ORAN

Des centaines de chauffeurs attendent leur tour pour passer au statut de permanent : Les travailleurs de SOTRAZ menacent de hausser le ton

M.A.J

Décidément, les travailleurs de la zone industrielle d’Arzew veulent faire de cette année 2020, celle de l’amélioration de leur situation socio-professionnelle. En effet, après les travailleurs de la société de maintenance industrielle (SOMIZ), c’était au tour cette semaine des agents de la société de transport des travailleurs de la Sonatrach (SOTRAZ) de se rassembler devant le siège de l’union locale à Arzew, pour revendiquer une meilleure prise en charge de leur situation. Tout a commencé le 9 janvier dernier, lorsque les travailleurs, lors d’une assemblée générale, ont retiré la confiance des représentants syndicaux, mettant fin à leur mandat.

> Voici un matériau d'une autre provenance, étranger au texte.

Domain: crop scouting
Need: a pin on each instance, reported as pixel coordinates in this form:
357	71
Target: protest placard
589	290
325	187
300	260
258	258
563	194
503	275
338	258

Ils ont jugé selon l’un d’eux que leur voix n’était pas entendue. Depuis la tension ne cesse de monter au sein des chauffeurs notamment qui se disent lésés de leurs droits légitimes. Selon nos sources, l’augmentation du salaire reste leur premier souci, surtout que le système de travail est en service de quart. Dans ce cadre, les agents rappellent l’administration que les 5% de plus promis sur le salaire n’ont toujours pas été concrétisés. En deuxième lieu, l’opération de titularisation des travailleurs n’a pas repris, et ce après la première vague de 400 agents « permanisés » dernièrement. Sur ce point ils appellent le directeur à prendre cela en considération et préparer une nouvelle opération, qui prendra en compte l’ancienneté des travailleurs. Dans le même cadre, le rééchelonnement des catégories doit être également réactivé, puisque cela fait plusieurs années que barème n’a pas été revu à la hausse. Sachant qu’une catégorie supérieure se reflètera directement sur le salaire du fonctionnaire. Sur le volet social, les agents de SOTRAZ déplorent la prestation de service, et souhaitent que les choses soient claires et transparentes notamment concernant les primes. Du côté de la direction, aucune réponse positive n’est venue jusqu’à l’écriture de ces lignes, une indifférence qui agace de plus en plus les travailleurs qui menacent de monter au créneau pour avoir gain de cause.